Furthermore, William Hill currently has a US market share of sports wagering of 29%, which its partnership with Caesars has contributed to. The gradual legalisation of sports betting across the US, since the Supreme Court overturned a federal ruling banning the practice in 2018, has made the US a hotspot for opportunity, with William Hill anticipating  ‘it will become the largest regulated market in the world’.  The company has continued to capitalise on these opportunities, recently announcing a multi-year deal between Caesars Entertainment and ESPN which will feature William Hill's sports betting US data and apps across ESPN platforms.

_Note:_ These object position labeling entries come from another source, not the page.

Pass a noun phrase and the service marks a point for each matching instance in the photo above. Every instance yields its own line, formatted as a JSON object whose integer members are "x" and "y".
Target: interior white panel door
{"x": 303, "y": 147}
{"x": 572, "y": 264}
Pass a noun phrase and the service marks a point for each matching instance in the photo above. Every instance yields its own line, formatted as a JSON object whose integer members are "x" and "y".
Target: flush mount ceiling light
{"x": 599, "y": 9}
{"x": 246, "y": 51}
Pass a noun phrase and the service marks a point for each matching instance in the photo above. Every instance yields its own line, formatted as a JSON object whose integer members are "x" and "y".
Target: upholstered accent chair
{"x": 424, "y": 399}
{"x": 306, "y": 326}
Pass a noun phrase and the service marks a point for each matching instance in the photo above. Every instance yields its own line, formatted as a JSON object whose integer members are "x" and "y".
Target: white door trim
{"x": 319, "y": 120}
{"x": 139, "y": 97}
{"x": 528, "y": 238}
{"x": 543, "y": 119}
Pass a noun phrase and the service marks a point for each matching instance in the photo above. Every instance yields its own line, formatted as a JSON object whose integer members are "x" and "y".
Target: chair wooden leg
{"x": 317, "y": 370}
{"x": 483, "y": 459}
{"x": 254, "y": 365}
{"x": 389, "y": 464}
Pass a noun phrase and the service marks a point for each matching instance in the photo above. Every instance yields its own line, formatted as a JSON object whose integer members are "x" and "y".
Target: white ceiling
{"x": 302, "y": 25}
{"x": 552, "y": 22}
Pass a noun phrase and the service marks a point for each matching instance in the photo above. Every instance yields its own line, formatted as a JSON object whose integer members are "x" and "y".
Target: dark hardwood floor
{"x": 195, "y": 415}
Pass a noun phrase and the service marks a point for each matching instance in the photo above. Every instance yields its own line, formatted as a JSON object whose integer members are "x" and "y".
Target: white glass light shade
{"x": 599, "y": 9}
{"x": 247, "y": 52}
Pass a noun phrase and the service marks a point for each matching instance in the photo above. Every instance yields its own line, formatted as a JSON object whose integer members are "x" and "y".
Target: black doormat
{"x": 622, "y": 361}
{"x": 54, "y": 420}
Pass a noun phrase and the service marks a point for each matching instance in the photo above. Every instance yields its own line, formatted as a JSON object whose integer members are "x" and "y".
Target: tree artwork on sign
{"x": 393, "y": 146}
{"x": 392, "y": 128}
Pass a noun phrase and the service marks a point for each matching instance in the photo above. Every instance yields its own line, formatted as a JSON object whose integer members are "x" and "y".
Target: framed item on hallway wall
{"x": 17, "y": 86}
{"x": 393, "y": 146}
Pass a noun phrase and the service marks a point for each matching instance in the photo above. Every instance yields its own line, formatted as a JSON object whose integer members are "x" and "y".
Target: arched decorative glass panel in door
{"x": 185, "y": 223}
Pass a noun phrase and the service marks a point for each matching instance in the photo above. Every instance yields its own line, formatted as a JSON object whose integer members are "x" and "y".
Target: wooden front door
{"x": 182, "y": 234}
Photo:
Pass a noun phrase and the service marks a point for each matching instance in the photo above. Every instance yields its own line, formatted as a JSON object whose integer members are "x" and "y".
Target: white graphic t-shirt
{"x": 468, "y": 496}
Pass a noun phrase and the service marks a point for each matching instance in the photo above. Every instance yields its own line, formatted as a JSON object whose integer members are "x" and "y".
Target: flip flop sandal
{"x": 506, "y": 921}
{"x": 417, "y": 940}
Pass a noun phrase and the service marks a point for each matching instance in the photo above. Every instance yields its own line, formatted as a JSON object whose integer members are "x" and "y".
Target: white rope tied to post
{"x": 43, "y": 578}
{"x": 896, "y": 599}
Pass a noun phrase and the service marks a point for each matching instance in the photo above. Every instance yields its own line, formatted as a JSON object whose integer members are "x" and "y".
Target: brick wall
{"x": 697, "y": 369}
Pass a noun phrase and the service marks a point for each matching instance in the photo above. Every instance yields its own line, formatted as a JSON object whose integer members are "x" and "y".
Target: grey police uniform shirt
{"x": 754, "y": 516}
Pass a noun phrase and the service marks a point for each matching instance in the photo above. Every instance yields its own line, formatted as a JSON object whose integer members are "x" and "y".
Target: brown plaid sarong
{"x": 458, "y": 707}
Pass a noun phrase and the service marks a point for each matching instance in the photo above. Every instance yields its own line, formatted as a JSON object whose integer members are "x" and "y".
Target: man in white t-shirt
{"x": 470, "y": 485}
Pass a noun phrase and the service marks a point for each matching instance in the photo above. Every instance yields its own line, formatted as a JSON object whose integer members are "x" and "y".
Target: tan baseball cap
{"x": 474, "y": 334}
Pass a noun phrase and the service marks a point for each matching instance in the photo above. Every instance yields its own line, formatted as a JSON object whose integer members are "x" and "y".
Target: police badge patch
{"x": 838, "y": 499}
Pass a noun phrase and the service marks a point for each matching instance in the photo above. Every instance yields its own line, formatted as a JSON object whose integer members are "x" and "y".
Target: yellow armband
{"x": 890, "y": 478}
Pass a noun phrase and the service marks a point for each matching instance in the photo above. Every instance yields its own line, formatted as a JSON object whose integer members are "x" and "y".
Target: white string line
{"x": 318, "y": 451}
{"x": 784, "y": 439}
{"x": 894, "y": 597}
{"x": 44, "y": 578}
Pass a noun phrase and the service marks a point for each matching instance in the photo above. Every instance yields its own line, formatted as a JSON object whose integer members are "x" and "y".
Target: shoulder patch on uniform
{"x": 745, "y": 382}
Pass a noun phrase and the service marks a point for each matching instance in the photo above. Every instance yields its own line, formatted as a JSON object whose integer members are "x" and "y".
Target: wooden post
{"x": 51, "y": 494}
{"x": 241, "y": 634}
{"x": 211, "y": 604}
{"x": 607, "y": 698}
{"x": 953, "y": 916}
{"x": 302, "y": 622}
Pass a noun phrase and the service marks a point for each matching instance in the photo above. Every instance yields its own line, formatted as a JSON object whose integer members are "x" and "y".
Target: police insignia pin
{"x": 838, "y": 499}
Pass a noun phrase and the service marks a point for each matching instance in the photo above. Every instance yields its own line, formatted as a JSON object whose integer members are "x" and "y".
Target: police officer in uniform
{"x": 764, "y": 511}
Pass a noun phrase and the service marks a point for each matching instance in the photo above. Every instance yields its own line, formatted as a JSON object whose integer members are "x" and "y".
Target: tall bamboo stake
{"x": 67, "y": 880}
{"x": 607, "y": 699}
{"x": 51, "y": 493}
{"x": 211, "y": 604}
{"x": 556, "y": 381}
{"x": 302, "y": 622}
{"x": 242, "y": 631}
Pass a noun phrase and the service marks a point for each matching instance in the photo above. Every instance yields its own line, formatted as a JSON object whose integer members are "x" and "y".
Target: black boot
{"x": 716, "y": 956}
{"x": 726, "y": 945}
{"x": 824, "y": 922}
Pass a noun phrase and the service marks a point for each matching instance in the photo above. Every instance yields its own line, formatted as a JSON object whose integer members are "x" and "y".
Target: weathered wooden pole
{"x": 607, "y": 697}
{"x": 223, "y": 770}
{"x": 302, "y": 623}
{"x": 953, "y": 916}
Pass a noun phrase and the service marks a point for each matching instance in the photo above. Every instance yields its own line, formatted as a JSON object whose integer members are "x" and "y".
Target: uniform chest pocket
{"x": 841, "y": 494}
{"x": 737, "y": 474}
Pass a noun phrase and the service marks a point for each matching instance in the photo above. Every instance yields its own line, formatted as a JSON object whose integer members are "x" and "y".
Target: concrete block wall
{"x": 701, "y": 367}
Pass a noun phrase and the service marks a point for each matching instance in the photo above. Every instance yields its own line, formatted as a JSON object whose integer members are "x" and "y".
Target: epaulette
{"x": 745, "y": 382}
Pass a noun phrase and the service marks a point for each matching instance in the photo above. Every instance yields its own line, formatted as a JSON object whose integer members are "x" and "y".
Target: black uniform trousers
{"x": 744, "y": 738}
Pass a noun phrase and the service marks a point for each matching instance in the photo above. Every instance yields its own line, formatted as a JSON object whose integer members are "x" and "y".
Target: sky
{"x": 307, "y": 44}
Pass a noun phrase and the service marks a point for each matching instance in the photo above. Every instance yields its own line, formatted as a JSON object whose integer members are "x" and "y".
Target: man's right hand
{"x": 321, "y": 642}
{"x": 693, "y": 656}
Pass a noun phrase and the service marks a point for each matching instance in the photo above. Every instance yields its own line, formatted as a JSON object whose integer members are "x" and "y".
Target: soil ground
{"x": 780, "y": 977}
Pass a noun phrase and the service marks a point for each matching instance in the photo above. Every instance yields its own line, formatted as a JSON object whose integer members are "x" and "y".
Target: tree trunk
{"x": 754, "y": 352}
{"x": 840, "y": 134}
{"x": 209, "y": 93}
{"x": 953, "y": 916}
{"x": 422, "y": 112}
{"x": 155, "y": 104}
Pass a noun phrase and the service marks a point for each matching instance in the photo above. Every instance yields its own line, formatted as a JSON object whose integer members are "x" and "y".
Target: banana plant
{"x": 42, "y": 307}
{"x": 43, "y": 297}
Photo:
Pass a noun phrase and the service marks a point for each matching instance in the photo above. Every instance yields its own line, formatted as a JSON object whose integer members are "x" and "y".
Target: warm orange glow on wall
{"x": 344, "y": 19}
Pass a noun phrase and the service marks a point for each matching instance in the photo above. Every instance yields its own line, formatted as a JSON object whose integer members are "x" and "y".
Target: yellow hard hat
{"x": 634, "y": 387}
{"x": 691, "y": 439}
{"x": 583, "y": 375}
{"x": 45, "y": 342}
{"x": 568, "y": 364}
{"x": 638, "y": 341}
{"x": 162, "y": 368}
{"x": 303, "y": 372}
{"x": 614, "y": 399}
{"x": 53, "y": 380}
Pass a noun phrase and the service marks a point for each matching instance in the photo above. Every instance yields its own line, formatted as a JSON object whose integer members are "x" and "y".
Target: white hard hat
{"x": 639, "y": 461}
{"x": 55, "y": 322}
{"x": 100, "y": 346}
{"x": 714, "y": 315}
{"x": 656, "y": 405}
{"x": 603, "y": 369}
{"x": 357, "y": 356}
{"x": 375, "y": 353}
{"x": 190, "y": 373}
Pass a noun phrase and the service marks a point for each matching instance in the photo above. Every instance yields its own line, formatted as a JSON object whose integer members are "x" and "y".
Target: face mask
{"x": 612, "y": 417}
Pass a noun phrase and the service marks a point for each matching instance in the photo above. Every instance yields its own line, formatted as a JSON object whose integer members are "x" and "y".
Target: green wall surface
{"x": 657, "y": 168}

A tie-up with William Hill would therefore help Caesars cement its position in the growing US market. Commenting on the takeover, Caesars stated:

‘Caesars is excited to develop further its existing relationship with William Hill and partner with the William Hill management team to develop its offering and grow the value of the business, in particular to capitalise on the full set of opportunities presented in the US as the US gaming market goes through an unprecedented period of regulatory change, development and growth’.

In contrast, 2018 saw further restrictions for betting in the UK, with the maximum stake on ‘Fixed Odds Betting Terminals’ being limited to £2, which led to William Hill closing 713 stores in Q3 2019. Caesars’ focus is currently primarily on the opportunities available to it in the US. The company also confirmed in its announcement that it intends to work with William Hill’s management to find alternative owners for its non-US businesses.